Também não enxergam e não se importam com as desigualdades, já disse Norberto Bobbio, filósofo político italiano, isso lhes é " tão natural como a diferença entre o dia e a noite".
A polícia, os seguranças privados, os "cidadãos de bem" matam mulheres, homossexuais, crianças e adolescentes todos os dias nas ruas, mas isso lhes soa somente como fatalidades. E quando opinam sobre as “fatalidades”, criminalizam as próprias vítimas, os pais, as mães, as próprias crianças, num emaranhado de hipocrisia e total distanciamento do problema social que só se agrava com sua cegueira.
Contentam-se em pagar caro e estar relativamente imunes à violência, porque contratam todo o aparato de segurança privada que os protege, porque a segurança pública só existe para proteger o dinheiro e os bens materiais. Com isso os negócios de vigilância privada tendem a prosperar muito e fico imaginando o quão produtivo e criativo para um trabalhador é vigiar patrimônios.
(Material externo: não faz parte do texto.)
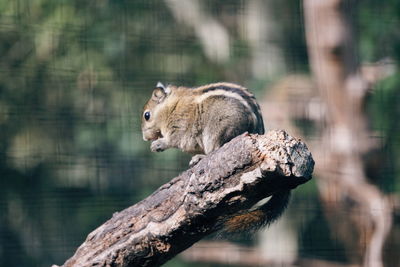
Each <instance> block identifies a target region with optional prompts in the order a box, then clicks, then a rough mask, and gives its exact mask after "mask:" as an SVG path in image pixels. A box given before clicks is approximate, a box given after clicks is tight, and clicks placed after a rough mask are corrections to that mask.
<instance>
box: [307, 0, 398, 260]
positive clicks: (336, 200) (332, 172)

Em todos os Natais essa sociedade é motivada pela hipocrisia da televisão a contribuir com uns presentinhos e alimentos para alguma entidade assistencial e assim seu espírito religioso e caridoso fica em dia. No resto do ano, não há a menor lembrança que pessoas precisam comer todos os dias e a morte da pobreza segue impune e normal alimentando o círculo vicioso da desigualdade e da violência.
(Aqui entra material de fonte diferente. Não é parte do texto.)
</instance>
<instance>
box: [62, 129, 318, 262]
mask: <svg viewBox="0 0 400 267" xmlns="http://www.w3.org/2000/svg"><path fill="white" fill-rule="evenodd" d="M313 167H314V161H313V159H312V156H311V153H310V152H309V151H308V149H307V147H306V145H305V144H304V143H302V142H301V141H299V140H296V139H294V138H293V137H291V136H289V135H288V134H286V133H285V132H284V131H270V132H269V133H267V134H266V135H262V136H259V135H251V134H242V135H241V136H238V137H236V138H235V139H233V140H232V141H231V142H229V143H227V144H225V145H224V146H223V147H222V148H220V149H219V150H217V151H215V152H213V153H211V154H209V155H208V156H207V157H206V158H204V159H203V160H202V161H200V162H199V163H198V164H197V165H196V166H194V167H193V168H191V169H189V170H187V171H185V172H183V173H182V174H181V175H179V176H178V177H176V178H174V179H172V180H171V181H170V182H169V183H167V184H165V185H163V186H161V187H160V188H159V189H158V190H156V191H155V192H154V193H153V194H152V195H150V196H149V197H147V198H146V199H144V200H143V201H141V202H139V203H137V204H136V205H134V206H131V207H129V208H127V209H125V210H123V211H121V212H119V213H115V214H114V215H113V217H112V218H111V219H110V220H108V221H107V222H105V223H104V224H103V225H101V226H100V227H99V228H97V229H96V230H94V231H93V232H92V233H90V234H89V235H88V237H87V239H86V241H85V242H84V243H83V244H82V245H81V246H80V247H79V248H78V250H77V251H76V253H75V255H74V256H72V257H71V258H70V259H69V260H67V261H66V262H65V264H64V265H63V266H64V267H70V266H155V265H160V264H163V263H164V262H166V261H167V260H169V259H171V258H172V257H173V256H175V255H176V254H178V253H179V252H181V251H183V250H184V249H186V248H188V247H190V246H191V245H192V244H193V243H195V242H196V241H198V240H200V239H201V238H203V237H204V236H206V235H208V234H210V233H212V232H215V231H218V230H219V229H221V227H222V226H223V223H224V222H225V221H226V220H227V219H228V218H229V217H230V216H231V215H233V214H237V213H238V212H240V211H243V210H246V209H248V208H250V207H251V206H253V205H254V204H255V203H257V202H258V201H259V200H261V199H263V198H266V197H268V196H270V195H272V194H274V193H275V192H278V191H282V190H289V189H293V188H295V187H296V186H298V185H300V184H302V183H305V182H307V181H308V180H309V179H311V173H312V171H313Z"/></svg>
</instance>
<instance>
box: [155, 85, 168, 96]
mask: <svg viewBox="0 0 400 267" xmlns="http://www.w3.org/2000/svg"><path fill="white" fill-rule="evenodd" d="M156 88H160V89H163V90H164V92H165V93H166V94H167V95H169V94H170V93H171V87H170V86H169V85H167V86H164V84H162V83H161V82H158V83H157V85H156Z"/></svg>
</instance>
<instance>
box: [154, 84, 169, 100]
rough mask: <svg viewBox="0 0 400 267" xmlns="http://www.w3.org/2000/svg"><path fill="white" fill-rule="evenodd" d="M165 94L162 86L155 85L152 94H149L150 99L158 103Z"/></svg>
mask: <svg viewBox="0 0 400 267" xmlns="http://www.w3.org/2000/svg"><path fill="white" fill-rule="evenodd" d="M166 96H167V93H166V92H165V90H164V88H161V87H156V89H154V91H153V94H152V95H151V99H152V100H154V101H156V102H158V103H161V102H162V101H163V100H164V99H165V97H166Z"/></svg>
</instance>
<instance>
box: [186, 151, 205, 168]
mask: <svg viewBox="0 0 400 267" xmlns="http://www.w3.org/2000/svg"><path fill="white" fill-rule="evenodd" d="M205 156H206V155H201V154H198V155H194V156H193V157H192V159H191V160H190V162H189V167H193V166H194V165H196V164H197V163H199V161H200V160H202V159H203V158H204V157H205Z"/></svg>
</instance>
A rua, o mundo e as pessoas fora de seus círculos não interferem em suas vidas, porque eles não enxergam a rua, o mundo e as pessoas. Essa cegueira até se explica pelo fato que não temos história de educação para a cidadania. Tudo isso nos foi negado desde a colonização do Brasil, na Monarquia, na República Velha, na ditadura militar e se perpetuou na Nova República até os dias de hoje com a mais recente demonização da política e os discursos de anti-política que a mídia ajuda a incutir. A mesma mídia aposta no caos e na desestabilização da sociedade para que projetos políticos alinhados com a mudança desse paradigma não prosperem.
E essa sociedade segue cega, surda, muda, alheia e aplaudindo os golpes que a democracia, tão jovem, tem recebido nos últimos tempos. Como não enxergam, não vêem, não vendo, não sofrem, não sofrendo, não percebem, não percebendo não contestam, não contestando, seu mundo segue sendo conduzido por quem se deixam conduzir.